Fiction – paperback; Vintage Books Australia; 304 pages; 2010.
Deborah Forster is a long-time journalist and first-time novelist based in Melbourne, Australia. The Book of Emmett first came to my attention via its long-listing (and subsequent short-listing) for this year’s Miles Franklin Award. When I saw a very positive review of it on Lisa Hill’s ANZ LitLovers LitBlog I was convinced I needed to read it.
The central figure in the novel is Emmett Brown, an abusive, alcoholic father of four children, whose violent behaviour has long-lasting repercussions on his family.
Written in the present tense and using a third person narrative, it opens on the day of Emmett’s funeral. It’s one of those scorching summer days (40.4 degrees) and everyone’s fanning the “slow thick air around their hot faces with funeral programs”. Emmett’s widow, Ann, is there along with her four adult children: Rob, Louisa, Peter and Jessie. From the outset we learn that the loss of their father isn’t the devastating blow one might expect:
In the moment of being held by Peter there in the yard at Gilberts [the funeral home], Louisa understands this as the purest relationship she will ever have. Brothers and sisters want nothing from you. They know who you are and they love you anyway. These are the ones who know and in the war against Emmett, they’d been in the trenches with her.
But we also learn that Emmett, while loathed and feared by those closest to him, is a rather complicated character. He never knew his own father, was dumped by his mother and was raised in an orphanage. Despite a lack of education, he nursed a love of the arts, particularly literature and even ballet, and “kept diaries on and off for most of his life”, stating at the age of 42 that if he were to die he didn’t want “any mealy-mouthed, psalm-singing hypocrite talking bullshit about me”.
“I just want my mob and I want them to cry for me. Cry for me, but not too much and, please, I ask you all now to forgive me for doing some of the wrong things I did. Remember me and laugh about the funny times. Laugh about me. Laugh at me. Doesn’t matter. Remember, I was nothing but a drunken old bum.”
The rest of the book charts the Brown’s lives from the late 1960s to the present day. Through a succession of vignettes, it details the brutal and miserable childhoods of Rob, Louisa, Jessie and Peter, including the death of Peter’s twin, Daniel. The narrative is quite fast-paced so it doesn’t take long before they’ve grown up and are forging their own Emmett-free lives. And yet despite their luck at emerging physically unscathed from their father’s unpredictable heavy-handed temper, their difficult upbringing hangs around their neck like a weight they can never quite escape. It seems particularly telling that Rob proclaims he will never have children because he does not want to turn into his father.
It’s also interesting to see how their relationship with Emmett develops and changes over time, how they begin to see him in a different light when he gets old and sick. Forster charts the inner turmoil of each of Emmett’s children superbly, showing how their feelings of pity for their father cannot be reconciled with the abuse they suffered at his hands when they were too young to defend themselves.
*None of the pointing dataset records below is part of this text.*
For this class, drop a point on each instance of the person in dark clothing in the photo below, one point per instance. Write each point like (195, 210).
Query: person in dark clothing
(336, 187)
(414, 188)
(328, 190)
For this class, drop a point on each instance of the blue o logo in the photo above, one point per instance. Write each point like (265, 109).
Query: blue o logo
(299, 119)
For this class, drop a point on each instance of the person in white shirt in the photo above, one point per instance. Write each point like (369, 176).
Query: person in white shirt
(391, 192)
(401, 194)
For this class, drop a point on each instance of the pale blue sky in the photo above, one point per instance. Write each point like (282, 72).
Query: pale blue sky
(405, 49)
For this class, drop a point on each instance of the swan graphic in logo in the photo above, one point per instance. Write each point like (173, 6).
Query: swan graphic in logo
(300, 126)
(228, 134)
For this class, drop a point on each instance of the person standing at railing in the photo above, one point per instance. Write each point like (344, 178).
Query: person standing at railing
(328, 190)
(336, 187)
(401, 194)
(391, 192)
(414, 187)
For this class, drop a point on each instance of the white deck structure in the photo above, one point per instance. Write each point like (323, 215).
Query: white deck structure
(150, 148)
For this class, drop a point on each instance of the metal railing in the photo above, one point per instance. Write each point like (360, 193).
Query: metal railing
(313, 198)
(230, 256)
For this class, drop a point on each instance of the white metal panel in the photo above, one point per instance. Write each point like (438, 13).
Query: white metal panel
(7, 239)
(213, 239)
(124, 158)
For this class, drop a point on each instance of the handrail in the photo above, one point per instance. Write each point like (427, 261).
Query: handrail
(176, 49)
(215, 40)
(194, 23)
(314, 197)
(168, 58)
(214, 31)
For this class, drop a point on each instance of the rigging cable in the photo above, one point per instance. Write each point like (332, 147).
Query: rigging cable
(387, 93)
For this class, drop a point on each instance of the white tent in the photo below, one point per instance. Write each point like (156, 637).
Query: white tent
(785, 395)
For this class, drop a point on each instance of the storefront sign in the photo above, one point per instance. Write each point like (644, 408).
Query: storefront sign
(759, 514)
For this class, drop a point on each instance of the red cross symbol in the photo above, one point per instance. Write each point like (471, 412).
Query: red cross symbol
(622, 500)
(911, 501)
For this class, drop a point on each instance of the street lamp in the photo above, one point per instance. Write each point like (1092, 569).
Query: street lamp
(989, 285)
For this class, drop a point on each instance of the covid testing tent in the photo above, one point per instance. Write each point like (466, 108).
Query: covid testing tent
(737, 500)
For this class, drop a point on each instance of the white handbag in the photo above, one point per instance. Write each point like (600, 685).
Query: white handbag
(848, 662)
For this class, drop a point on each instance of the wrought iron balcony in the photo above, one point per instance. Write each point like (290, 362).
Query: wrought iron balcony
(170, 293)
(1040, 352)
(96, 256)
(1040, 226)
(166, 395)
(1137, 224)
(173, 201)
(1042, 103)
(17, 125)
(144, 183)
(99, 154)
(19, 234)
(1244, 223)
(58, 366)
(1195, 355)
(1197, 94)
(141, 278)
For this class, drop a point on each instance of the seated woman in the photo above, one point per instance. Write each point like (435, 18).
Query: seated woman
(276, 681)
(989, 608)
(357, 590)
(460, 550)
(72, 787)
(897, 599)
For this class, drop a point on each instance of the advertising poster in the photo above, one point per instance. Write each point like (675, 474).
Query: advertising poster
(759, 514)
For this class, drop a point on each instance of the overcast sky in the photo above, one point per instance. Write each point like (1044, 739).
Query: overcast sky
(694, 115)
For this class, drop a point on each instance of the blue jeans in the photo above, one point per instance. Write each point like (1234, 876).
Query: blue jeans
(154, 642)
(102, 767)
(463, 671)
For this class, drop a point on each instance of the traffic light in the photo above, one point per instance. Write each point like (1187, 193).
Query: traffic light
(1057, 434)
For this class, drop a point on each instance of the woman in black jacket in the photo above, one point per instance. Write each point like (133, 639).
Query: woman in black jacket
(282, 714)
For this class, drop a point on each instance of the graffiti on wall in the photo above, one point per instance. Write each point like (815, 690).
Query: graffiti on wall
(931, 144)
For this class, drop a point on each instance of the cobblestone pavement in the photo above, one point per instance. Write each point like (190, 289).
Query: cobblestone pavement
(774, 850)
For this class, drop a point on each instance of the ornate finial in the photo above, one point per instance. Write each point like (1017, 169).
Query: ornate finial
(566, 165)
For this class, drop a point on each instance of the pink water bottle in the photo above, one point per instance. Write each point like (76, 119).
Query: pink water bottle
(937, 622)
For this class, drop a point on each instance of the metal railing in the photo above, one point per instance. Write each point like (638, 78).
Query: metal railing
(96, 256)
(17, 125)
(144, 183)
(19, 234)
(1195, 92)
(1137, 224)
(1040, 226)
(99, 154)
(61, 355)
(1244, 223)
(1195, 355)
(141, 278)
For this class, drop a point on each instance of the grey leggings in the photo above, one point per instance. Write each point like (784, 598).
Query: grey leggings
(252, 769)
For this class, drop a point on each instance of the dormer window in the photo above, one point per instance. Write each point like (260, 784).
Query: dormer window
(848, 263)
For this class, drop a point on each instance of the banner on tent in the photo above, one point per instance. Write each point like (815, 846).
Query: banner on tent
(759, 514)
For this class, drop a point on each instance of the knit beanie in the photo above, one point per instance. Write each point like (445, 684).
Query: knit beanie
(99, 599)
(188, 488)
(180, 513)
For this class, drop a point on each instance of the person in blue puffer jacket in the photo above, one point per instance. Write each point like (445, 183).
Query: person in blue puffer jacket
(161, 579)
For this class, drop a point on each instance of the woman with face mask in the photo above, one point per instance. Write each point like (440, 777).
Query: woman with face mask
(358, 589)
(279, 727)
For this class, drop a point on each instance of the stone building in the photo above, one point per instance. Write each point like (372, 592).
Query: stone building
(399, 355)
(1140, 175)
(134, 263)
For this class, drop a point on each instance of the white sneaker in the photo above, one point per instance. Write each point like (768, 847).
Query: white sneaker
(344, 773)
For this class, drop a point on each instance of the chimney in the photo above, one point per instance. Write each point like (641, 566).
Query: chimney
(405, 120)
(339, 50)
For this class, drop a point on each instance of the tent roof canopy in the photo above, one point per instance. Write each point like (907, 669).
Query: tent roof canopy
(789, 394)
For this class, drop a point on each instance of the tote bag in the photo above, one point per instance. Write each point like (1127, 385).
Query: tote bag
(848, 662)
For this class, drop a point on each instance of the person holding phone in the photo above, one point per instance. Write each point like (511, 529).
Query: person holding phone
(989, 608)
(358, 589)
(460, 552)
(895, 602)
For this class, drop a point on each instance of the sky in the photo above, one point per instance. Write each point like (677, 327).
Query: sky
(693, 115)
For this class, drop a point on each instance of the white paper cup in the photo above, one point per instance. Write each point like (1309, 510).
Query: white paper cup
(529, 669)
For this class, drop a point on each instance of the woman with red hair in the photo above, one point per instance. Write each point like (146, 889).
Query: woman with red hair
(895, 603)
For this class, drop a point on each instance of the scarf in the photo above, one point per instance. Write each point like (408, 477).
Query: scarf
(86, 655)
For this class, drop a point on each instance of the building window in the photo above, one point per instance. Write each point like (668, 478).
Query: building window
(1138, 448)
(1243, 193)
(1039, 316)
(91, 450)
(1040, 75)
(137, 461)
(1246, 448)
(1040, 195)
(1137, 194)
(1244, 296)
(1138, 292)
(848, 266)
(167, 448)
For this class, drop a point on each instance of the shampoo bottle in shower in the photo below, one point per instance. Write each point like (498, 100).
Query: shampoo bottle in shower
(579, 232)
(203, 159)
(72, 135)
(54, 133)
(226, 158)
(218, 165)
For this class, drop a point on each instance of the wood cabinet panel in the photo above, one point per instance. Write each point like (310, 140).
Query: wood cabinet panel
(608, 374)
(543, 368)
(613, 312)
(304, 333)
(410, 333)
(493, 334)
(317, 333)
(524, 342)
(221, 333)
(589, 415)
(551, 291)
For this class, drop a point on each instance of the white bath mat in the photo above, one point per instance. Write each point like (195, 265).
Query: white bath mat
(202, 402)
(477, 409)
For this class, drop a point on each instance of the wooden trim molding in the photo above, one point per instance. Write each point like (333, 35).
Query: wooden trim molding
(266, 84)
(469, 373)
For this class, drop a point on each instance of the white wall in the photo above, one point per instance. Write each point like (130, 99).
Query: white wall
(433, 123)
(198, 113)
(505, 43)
And while all this might sound like quite an unrelenting misery memoir, for want of a better description, it is never dreary, helped in part by a dry sense of humour. In fact, Forster has such an acute sense of people’s inner dialogue that it’s difficult not to get caught up in their lives, to feel their pains and fears and little triumphs as if you were experiencing them yourself. What I most admired was the complete lack of sentimentality in the story, and yet I found it a profoundly affecting read. You feel for these characters, every last one of them, including Emmett, which is surprising given how easily he could have been reduced to a mere caricature.
I suspect that I particularly liked this book because of its Australian flavour. Lisa has already pointed out in her review that Forster hasn’t shied away from using Australian idioms and peopling it with footy players and politicians no self-respecting Melburnian could fail to identify. But this is not your typical Australian bush setting: this is a rough-and-ready Western suburb of Melbourne, the same one where my father was educated, and there are various references to Footscray High (where he went to school), the Western Oval and Australian Rules football legend Ted Whitten (with whom I share a birthday — my dad was pretty pleased about that) that made me nod in recognition.
If nothing else The Book of Emmett is a fascinating exploration of what it is to be (an outdated version) of a “fair dinkum Aussie patriarch”, wanting to do the best by his family but falling short because of his weakness for booze, gambling and the use of his fists. I’ll be intrigued to see how it fares when the Miles Franklin Award is announced next month.